-

Automatic scalability of the OpenStack object storage

Oleksandr Porunov

alexandr.porunov@gmail.com 0 1 0 7 Chkalov Str. , Kharkiv , Ukraine 1 Key Terms. DataWarehousing, DataCloud, ServiceOrchestration, Technology , Object

55 62

Modern big web-services should be developed with scalability and high availability. Modern high-load projects must cope with the loss of a server, rack of servers, data center or several data centers. It is not acceptable when a big business stops because of server overload or loss of any of the network elements. Also, small businesses, which aim is to grow in the near future, have to design their architecture to be easily scalable. The most non-trivial task is to construct a data warehouse because it is the stateful service and lots of servers need to be managed to have a storage which is big enough to store all users' data. The paper describes methods which might be taken to scale OpenStack object storage. Particular attention will be drawn to the automation of the object storage scalability.

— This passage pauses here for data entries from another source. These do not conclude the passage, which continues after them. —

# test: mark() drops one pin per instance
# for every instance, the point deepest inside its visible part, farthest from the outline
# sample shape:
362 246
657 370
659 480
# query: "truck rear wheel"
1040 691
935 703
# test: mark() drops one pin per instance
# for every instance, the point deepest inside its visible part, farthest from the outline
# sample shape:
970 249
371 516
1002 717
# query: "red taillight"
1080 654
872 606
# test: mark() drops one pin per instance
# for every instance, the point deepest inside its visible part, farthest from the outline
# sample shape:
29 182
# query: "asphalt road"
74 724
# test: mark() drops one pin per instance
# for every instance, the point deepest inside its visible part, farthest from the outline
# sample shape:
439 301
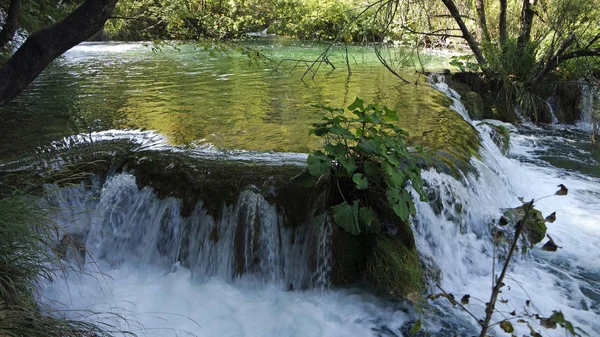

The solutions of scaling OpenStack Swift are suggested.

Storage Swift OpenStack Scalable Automatic

Object storage takes a significant part in IT. Data is continuously growing that is why a scalable solution is required to store new data. OpenStack Swift is one of the most popular open source object storages. It has been designed to fit lots of data and to be scalable as much as possible. OpenStack Swift is highly available because it stores replicas of data as far as possible from each other [ 1 ]. To describe its nodes Swift uses ring files which contain all the information about devices in the cluster [ 2 ].

Data would be in danger without security. Thus OpenStack Swift supports OpenStack Keystone out of the box.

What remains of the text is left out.